It was not so much the words as the way the man said them and the way he rubbed Pep’s muzzle that really reminded him of his master, wounded and weak, away off in the terrible woods.

Pep whimpered and sniffed and the man who loved dogs saw that he had struck a sympathetic chord.

“W’at’s your name, Perp? You looks like a good fighting English bull terrier all right. You are a thoroughbred or I ain’t no judge of dorgs.”

Pep whimpered again and turned and licked his flank.

“Yes, I see you air hit. So is this poor devil in this air stretcher. Come, Bill, we must get him out of this.”

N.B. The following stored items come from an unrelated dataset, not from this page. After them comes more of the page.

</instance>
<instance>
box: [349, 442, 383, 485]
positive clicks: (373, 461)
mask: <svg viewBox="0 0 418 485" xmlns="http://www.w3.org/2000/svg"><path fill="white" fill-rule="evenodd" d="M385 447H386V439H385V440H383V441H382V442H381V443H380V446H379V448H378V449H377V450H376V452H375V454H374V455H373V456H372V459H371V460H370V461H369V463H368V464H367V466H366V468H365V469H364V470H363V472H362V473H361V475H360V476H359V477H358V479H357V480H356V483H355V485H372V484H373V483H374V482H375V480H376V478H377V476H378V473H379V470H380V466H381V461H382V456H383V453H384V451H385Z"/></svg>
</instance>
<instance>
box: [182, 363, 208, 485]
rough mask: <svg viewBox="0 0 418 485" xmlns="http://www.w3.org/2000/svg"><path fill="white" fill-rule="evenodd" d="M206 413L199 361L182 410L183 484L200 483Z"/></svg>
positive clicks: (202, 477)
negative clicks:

Together they took up the stretcher and started forward. Pep was frantic. He caught at the man’s pant leg and pulled backward. They must not leave his master in the woods. They must go for him, too.

The man kicked at him. “What’s the cur want, Bill?” he growled.

“I guess ’e don’t know what he does want. He is lonesome and hurt and afraid, an’ sick uf the whole durned war, just like you and me.”

When they stopped to rest again, Pep went up to the friendly man and nuzzled his hand and licked it. Then he turned and trotted a few rods away and stopped and looked back at them, whimpering and whining for them to follow.

“What do you make of ’im, Bill, anyway?” asked the surly man.